A bachelor's degree in Spanish is a very useful asset to have in today's social and economic climates, especially in the United States, where, according to studies conducted by the U.S. Census Bureau, people of Hispanic and Latino descent will make up more than 31% of the nation's population by the year 2060. In California alone, Latinos make up 40% of the population, making them the largest racial/ethnic group in the state. Consequently, people with the skills and ability to communicate in Spanish will be in high demand from all corners of the job market(s). A degree in Spanish can open up many different opportunities, including but not limited to:


More and more, the study of Spanish language is being required in high schools and elementary schools all across the country. Teachers who are fluent in Spanish are the key to shaping these young minds and preparing them to learn a language spoken by more than one billions people across the world. The department's major curriculum also doubles as the Subject Matter Preparation Program (SMPP) for Future High School Spanish Teachers, which allows students to teach Spanish at the high school level.

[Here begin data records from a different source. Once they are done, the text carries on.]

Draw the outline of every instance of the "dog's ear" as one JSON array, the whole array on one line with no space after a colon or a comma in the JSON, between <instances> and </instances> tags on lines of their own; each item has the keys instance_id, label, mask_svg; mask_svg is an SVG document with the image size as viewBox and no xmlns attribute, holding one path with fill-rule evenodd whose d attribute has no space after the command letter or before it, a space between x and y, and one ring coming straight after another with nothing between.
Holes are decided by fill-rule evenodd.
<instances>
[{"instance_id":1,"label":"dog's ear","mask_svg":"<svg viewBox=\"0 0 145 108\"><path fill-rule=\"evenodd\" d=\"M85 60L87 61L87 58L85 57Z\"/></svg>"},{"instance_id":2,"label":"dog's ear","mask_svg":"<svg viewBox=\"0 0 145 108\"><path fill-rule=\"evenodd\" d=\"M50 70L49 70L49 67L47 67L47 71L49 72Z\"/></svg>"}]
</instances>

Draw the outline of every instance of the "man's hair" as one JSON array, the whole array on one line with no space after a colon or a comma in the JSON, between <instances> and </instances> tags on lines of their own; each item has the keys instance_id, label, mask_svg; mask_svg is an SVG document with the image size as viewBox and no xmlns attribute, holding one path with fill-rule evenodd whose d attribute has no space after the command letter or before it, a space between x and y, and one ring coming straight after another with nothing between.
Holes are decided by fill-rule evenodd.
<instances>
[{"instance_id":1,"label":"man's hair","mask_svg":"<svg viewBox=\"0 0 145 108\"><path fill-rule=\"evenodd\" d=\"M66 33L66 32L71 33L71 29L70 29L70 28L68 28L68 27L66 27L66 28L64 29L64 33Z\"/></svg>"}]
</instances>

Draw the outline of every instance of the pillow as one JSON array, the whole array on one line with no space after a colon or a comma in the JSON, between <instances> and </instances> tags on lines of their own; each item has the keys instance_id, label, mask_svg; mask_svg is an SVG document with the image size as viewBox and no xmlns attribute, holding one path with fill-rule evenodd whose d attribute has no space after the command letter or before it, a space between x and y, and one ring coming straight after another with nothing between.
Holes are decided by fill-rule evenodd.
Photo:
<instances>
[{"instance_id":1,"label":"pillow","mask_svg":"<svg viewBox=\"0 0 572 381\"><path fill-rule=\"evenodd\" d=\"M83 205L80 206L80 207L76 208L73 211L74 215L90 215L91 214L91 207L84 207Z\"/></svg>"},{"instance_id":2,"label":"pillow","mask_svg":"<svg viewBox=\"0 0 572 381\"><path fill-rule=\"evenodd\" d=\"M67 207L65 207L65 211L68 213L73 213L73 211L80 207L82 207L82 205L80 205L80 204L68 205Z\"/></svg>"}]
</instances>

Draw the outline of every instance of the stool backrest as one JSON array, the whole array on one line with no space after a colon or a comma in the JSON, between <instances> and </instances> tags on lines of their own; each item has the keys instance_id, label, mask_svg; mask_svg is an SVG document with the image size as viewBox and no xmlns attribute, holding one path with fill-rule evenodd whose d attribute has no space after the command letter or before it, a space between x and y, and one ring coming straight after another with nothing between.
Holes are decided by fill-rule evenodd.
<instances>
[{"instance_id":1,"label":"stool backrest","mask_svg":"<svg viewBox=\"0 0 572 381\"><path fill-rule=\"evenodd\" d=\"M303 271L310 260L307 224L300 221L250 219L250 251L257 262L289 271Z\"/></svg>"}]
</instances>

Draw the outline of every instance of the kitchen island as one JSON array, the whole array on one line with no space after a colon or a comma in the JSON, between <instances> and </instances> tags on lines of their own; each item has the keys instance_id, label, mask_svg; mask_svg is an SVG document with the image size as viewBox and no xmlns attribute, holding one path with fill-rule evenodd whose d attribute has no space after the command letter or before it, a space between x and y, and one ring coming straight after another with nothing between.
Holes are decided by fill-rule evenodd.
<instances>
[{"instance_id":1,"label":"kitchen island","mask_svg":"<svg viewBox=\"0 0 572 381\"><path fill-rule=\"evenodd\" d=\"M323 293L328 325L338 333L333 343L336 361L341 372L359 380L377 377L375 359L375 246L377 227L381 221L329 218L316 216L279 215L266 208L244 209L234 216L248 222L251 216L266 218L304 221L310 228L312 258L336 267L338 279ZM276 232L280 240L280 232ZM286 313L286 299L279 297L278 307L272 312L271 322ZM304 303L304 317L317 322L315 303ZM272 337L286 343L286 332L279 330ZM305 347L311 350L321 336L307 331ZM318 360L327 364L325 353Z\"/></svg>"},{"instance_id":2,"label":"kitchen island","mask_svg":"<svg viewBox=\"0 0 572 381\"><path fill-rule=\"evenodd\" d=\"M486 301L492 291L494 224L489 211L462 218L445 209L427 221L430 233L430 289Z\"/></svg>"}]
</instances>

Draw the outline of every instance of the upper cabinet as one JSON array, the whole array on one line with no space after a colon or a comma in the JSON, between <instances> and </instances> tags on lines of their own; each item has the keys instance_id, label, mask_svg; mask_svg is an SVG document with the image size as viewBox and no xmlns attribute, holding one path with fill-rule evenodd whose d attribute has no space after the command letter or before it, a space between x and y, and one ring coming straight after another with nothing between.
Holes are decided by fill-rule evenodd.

The department's Bilingual Authorization allows students who hold the authorization to conduct all kinds of classes in Spanish. Many students go on to have successful careers as high school and elementary teachers, both in traditional classes that aim to teach Spanish to non-speakers and classes held for students whose primary language is Spanish.

Furthering Education

Besides imparting practical communication skills such as speaking and reading proficiency, a degree in Spanish also allows students to develop critical thinking skills. These kinds of skills are essential for those students who wish to continue on to graduate or professional studies, such as pursuing an MA or Ph.D. in Spanish, master's in education, a law degree, or a master's in business administration, to name a few. A master's degree allows the holder to teach in community colleges, while a Ph.D. allows holders to teach at four-year universities. People who receive graduate degrees, regardless of the discipline they complete it in, oftentimes go on to fill important administrative roles in their universities or schools, such as becoming the dean of a college, the principal of a high school or the president of a university. 

Serving the Public

Many of the cities and communities in the United States are predominantly made up of Latino and Hispanic people. A degree in Spanish will allow students who wish to pursue a career in the public sector, such as running for city office or working for the federal government, and students who wish to work in a public service role, such as a police officer, to develop  language skills that will help them communicate with and, more importantly, represent these communities in a much better capacity. 


Many students with a degree in Spanish go on to receive the training and certification required to be translators and interpreters. Oftentimes, they can work for courthouses, corporations, schools, and even prestigious institutions and entities like the United Nations.